TORONTO -- Loblaw Companies Ltd. (TSX:L) no longer expects to grow its profit this year and says it will be flat compared with 2012, the result of reduced margins as the grocery company focuses on winning over customers in an intensely competitive marketplace.

The company, which owns Loblaws, President's Choice and several other grocery brands as well as the Joe Fresh clothing line, announced its revised outlook Wednesday along with a drop in third-quarter profit.

"In the third quarter of 2013, the company made greater than anticipated investments in targeted food categories as a result of an increasingly competitive environment driven by greater than historical square footage expansion," Loblaw said in a statement to investors.

"The company remains committed to its strategy to drive its customer proposition, including investments in food margins, in the fourth quarter of 2013."

Translated, that could mean good prices for shoppers as Loblaw competes against other domestic grocery chains, primarily Sobeys and Metro, and U.S. retailers such as Walmart, Target and Costco.

Shares in Loblaw fell more than six per cent or $2.97 to $44.87 at the open on the Toronto Stock Exchange.

Loblaw executive chairman Galen G. Weston, whose family is the biggest shareholder of the Toronto-area company, said same-store sales have increased three quarters in a row.

"Unfortunately, due to incremental margin investment in the back half of the year, we are lowering our earnings growth expectations for 2013," Weston said.

The company is also introducing three new financial measures beginning with the third-quarter report, that weren't used in previous guidance -- making comparisons with previous estimates more difficult.

In the third quarter ended Oct. 5, Loblaws had $154 million or 55 cents per share of net income, a standard accounting measure, down 28.6 per cent from 77 cents per share a year earlier.

Its adjusted earnings, one of the new measures that excludes items that are part of standard accounting, was $220 million or 78 cents per share, down 3.7 per cent from 81 cents per share.

Revenue for the 16-week period was up 1.9 per cent to $10 billion.

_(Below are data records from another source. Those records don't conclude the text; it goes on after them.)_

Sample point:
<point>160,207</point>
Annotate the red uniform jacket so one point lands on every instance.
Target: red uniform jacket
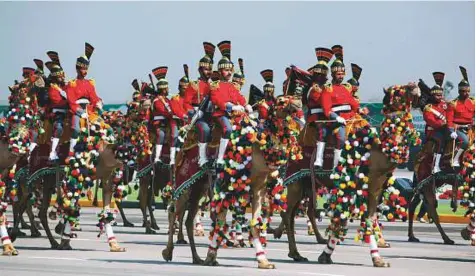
<point>191,94</point>
<point>162,107</point>
<point>435,116</point>
<point>54,95</point>
<point>222,93</point>
<point>338,96</point>
<point>461,112</point>
<point>77,89</point>
<point>314,102</point>
<point>177,106</point>
<point>264,108</point>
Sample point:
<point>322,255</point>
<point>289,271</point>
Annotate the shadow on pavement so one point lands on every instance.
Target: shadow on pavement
<point>159,262</point>
<point>449,259</point>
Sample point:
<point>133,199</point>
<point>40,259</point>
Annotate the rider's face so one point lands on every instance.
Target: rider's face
<point>464,92</point>
<point>338,76</point>
<point>226,73</point>
<point>82,72</point>
<point>205,72</point>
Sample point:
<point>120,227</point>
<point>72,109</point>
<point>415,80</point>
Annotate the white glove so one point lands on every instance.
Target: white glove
<point>238,108</point>
<point>249,109</point>
<point>63,94</point>
<point>200,114</point>
<point>340,120</point>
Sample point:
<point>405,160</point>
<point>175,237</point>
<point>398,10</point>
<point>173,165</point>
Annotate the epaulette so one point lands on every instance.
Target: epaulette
<point>194,85</point>
<point>453,102</point>
<point>315,87</point>
<point>237,86</point>
<point>54,86</point>
<point>214,85</point>
<point>72,83</point>
<point>347,86</point>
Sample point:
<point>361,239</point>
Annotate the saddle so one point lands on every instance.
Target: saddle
<point>191,142</point>
<point>425,156</point>
<point>45,137</point>
<point>308,139</point>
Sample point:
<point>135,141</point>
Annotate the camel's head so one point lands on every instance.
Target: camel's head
<point>287,105</point>
<point>400,98</point>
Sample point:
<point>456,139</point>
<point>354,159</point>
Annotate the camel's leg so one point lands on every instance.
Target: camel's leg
<point>377,260</point>
<point>199,232</point>
<point>143,200</point>
<point>290,218</point>
<point>151,206</point>
<point>468,232</point>
<point>431,199</point>
<point>8,249</point>
<point>123,215</point>
<point>377,183</point>
<point>295,193</point>
<point>381,243</point>
<point>95,200</point>
<point>43,213</point>
<point>311,213</point>
<point>192,212</point>
<point>167,253</point>
<point>211,259</point>
<point>34,227</point>
<point>263,262</point>
<point>278,231</point>
<point>411,215</point>
<point>180,236</point>
<point>17,215</point>
<point>107,198</point>
<point>325,257</point>
<point>66,237</point>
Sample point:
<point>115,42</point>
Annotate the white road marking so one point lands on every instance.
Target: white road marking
<point>57,258</point>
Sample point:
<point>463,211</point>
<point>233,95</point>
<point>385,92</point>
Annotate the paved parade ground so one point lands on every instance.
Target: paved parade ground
<point>143,257</point>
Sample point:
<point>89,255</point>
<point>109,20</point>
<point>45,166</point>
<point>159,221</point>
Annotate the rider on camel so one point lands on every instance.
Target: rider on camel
<point>315,111</point>
<point>177,101</point>
<point>194,95</point>
<point>461,116</point>
<point>58,101</point>
<point>78,91</point>
<point>338,103</point>
<point>27,83</point>
<point>264,106</point>
<point>163,116</point>
<point>239,76</point>
<point>227,98</point>
<point>435,116</point>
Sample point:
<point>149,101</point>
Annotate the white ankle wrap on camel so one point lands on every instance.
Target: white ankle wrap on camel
<point>109,232</point>
<point>4,235</point>
<point>260,254</point>
<point>66,231</point>
<point>331,245</point>
<point>373,247</point>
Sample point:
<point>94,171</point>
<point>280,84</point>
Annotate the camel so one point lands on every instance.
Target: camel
<point>380,166</point>
<point>50,182</point>
<point>427,182</point>
<point>259,176</point>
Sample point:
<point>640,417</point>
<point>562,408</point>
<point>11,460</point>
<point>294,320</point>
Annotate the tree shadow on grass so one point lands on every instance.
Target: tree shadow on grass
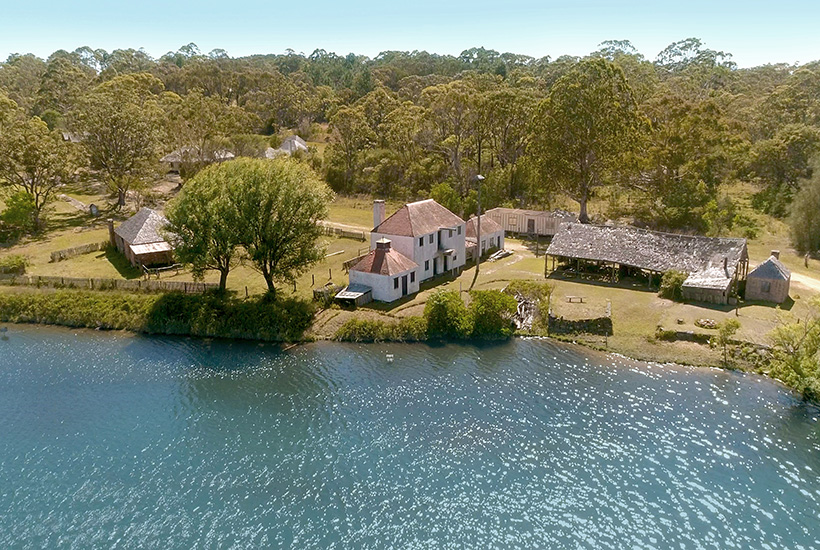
<point>120,263</point>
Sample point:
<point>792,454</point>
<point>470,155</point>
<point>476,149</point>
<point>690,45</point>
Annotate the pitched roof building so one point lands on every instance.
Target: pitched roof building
<point>425,232</point>
<point>769,282</point>
<point>139,238</point>
<point>714,265</point>
<point>384,272</point>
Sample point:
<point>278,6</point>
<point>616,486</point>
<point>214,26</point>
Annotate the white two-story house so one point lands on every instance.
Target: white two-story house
<point>425,232</point>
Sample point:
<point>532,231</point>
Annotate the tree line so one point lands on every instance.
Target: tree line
<point>662,140</point>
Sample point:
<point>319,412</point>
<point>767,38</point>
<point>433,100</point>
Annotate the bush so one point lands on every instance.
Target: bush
<point>672,285</point>
<point>492,312</point>
<point>447,317</point>
<point>208,315</point>
<point>410,329</point>
<point>15,264</point>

The earnings came in below what analysts were forecasting, according to Thomson Reuters.

During the summer, Loblaw spun off its real estate holdings into a new publicly traded trust, Choice Properties (TSX:CHP.UN), which remains majority-owned by the grocery company. Choice's publicly-traded shares were up a penny to $10.21, higher than the $10.05 price it had on the first day of trading on July 5.

Loblaw is also in the process of acquiring Shoppers Drug Mart (TSX:SC), which will be operated as a separate division with complementary products. Shares in Shoppers were down $1.70 or 2.78 per cent $59.35, up from $48.40, prior to the announcement of the friendly takeover on July 15.

Irene Nattel, an analyst with RBC Capital Markets, said that Loblaw's results were an indicator of how intense the competition has become in the grocery sector.

"Further investment in margin is required to sustain top line (sales) performance," she wrote in a note, adding that the Shoppers acquisition will help the grocery giant "broaden" its revenue and earnings next year.

Separately, Metro Inc. (TSX:MRU) reported later Wednesday that its sales for its fiscal fourth quarter ended Sept. 28 were down 1.1 per cent from a year earlier, same-store sales were down 1.8 per cent, but adjusted net earnings from continuing operations were up.

Montreal-based Metro also announced its dividend will rise to 25 cents per share, an increase of 16.3 per cent. Metro shares dropped $3.21 or 4.9 per cent to $62.50.